Introduction
A materialized view is a view that stores results of SELECT query in the database, and this enables you to get the query results quickly comparing to executing the query every time. On the other hand, when a table underlying the view is updated, the data in the materialized view gets out of date, so you need to update the materialized view.
PostgreSQL provides REFRESH MATERIALIZED VIEW
command as a way to update materialized views . This command refreshes the materialized view by re-running the query.
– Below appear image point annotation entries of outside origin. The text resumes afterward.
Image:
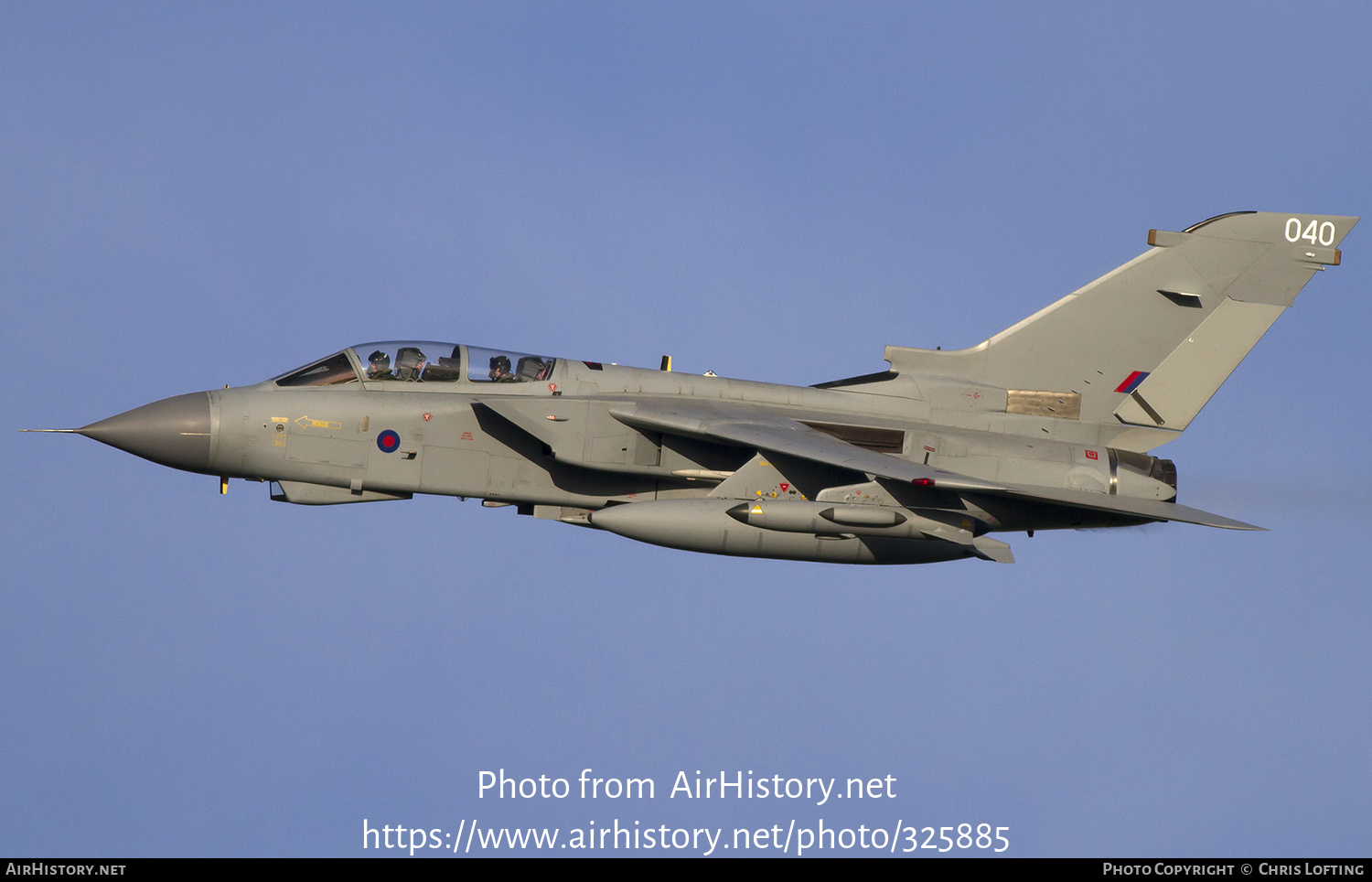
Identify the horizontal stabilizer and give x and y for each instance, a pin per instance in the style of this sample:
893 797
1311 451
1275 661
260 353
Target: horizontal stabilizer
1152 509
However, this is not very efficient because it recalculates all the data. If only a small part of the table is updated and only a part of the materialized view can be updated, this must be more efficient than recalculation.
This method is called Incremental View Maintenance (IVM). However, this feature is not implemented in the current PostgreSQL. So we are developing this feature in PostgreSQL and proposing it to the development community.
In this article, I will explain the IVM feature under development.
Note that the feature descried in this article is about the “under development” function, and not available in the current PostgreSQL . If you have any comments or requests for this feature, please give us your feedback!
Features
Overview
The proposed IVM feature allows materialized views to be updated automatically and incrementally just after a underlying table is modified. Because this is an incremental update, it is faster than running a regular REFRESH
. And, of course, you don’t have to write trigger functions for your self.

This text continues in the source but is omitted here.